Could anyone suggest me an easiest way to perform pairwise sequence alignment wherein my query sequence is the sequencing reads obtained from NGS and the subject sequence is a constant part expected to be found on the reads. So, i need to have a score and length of alignment as parameters to screen and filter. I would like to execute Smith-Waterman algorithm. I tried using python but it is getting complicated for me to find EMBOSS suite (which I finally downloaded) but then cannot execute it from python (tried WaterCommandline). And I am not even sure that this will give me a score and alignment length if I successfully manage to execute it. I am looking up in R now to see if it is possible and reiterate all the reads against a subject sequence. Then, I would like to splice the query sequence and store it in a file in a fasta format following the sequence alignment. Any ideas on how to conveniently do this will be appreciated.
It is unclear what you are exactly trying to do? Calling SNP? Instead of doing pairwise alignments one option could be to do NGS alignments as usual and then pull the reads out in the region you are interested in followed by converting them to fasta format and then do a multiple sequence alignment (MSA).

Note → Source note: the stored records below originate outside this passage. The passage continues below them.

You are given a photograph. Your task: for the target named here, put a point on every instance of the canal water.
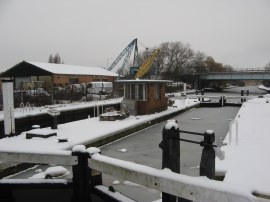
(142, 147)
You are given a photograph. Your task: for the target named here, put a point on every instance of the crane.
(126, 54)
(145, 67)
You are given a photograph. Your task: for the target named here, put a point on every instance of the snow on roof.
(143, 81)
(72, 69)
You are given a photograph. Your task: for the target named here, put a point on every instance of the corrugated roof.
(72, 69)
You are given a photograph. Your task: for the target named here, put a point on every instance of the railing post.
(170, 146)
(81, 175)
(242, 94)
(202, 93)
(207, 165)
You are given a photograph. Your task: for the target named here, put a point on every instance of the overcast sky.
(94, 32)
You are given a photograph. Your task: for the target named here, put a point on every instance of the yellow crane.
(145, 67)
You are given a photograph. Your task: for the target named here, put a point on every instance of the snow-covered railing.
(85, 161)
(233, 122)
(58, 157)
(192, 188)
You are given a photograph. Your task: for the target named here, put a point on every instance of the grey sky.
(93, 32)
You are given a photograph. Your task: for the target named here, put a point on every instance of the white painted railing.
(59, 158)
(233, 122)
(199, 189)
(193, 188)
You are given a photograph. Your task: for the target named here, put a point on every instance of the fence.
(89, 164)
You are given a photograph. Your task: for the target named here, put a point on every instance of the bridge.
(241, 74)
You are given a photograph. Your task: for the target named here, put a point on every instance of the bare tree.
(55, 59)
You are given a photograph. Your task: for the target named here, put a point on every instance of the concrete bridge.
(242, 74)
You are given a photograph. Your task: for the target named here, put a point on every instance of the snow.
(245, 163)
(93, 150)
(246, 156)
(56, 171)
(171, 124)
(79, 148)
(82, 132)
(201, 185)
(115, 195)
(122, 150)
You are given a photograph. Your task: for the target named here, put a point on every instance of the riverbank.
(90, 131)
(247, 149)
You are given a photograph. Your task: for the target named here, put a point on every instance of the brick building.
(144, 96)
(51, 74)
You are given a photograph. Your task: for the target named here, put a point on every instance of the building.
(144, 96)
(50, 74)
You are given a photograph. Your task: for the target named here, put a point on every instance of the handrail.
(236, 130)
(191, 188)
(59, 157)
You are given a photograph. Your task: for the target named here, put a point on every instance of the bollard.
(202, 93)
(81, 175)
(170, 146)
(242, 94)
(207, 165)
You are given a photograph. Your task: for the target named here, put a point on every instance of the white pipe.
(8, 105)
(236, 130)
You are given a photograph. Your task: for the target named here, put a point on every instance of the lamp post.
(108, 62)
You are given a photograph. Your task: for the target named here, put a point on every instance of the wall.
(153, 105)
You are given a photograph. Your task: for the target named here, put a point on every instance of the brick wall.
(153, 104)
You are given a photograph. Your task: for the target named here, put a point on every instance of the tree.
(55, 59)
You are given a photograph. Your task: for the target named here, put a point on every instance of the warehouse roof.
(26, 68)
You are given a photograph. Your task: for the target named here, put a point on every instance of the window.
(141, 92)
(127, 91)
(157, 90)
(133, 91)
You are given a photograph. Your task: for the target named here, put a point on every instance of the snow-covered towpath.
(247, 154)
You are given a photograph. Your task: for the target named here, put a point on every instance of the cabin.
(56, 75)
(143, 97)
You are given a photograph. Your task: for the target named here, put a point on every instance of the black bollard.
(170, 146)
(207, 165)
(202, 93)
(242, 94)
(81, 177)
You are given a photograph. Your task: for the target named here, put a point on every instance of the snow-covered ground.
(247, 154)
(83, 132)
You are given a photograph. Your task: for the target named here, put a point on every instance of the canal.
(143, 147)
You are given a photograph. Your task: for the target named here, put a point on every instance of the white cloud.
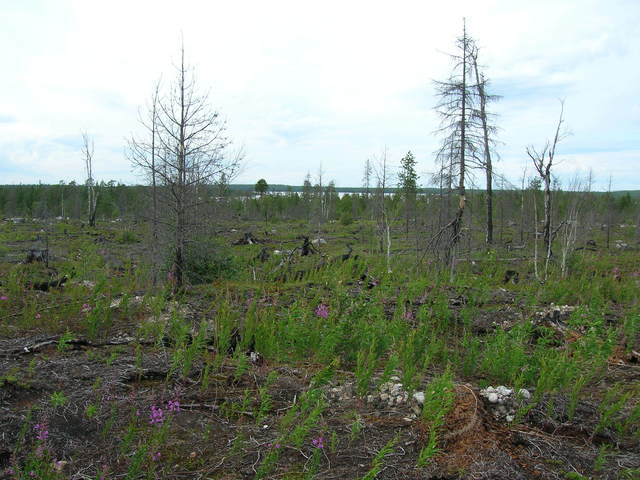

Firstly, I am searching for the sequence (subject) that I know is going to be present in the reads. I am interested in the reads that possess the subject sequence. I thought the best way was to do pairwise sequence alignment but I do not find a good platform for for performing these alignments. I also tried bio.pairwise2 in python but it does not align well. I hope i explained it well. What do you mean by NGS alignments? Are there any programs to do so?
Then, I remove the subject sequence part from the reads. Additionally, I would like to align the remaining part of reads to each other so that the redundant reads can be counted as '1' and then align the sorted reads to the genome. I plan to use BLAT/Bowtie for genome alignment
What I meant was alignment with a regular NGS data aligner like bbmap, bwa, bowtie2 etc. These are always going to be very efficient aligning millions of reads rather than blast other similarity search techniques. Once you have the alignment to "genome" (which could be your reduced region of interest though you may get some misalignments) you can extract reads that aligned to the region of interest.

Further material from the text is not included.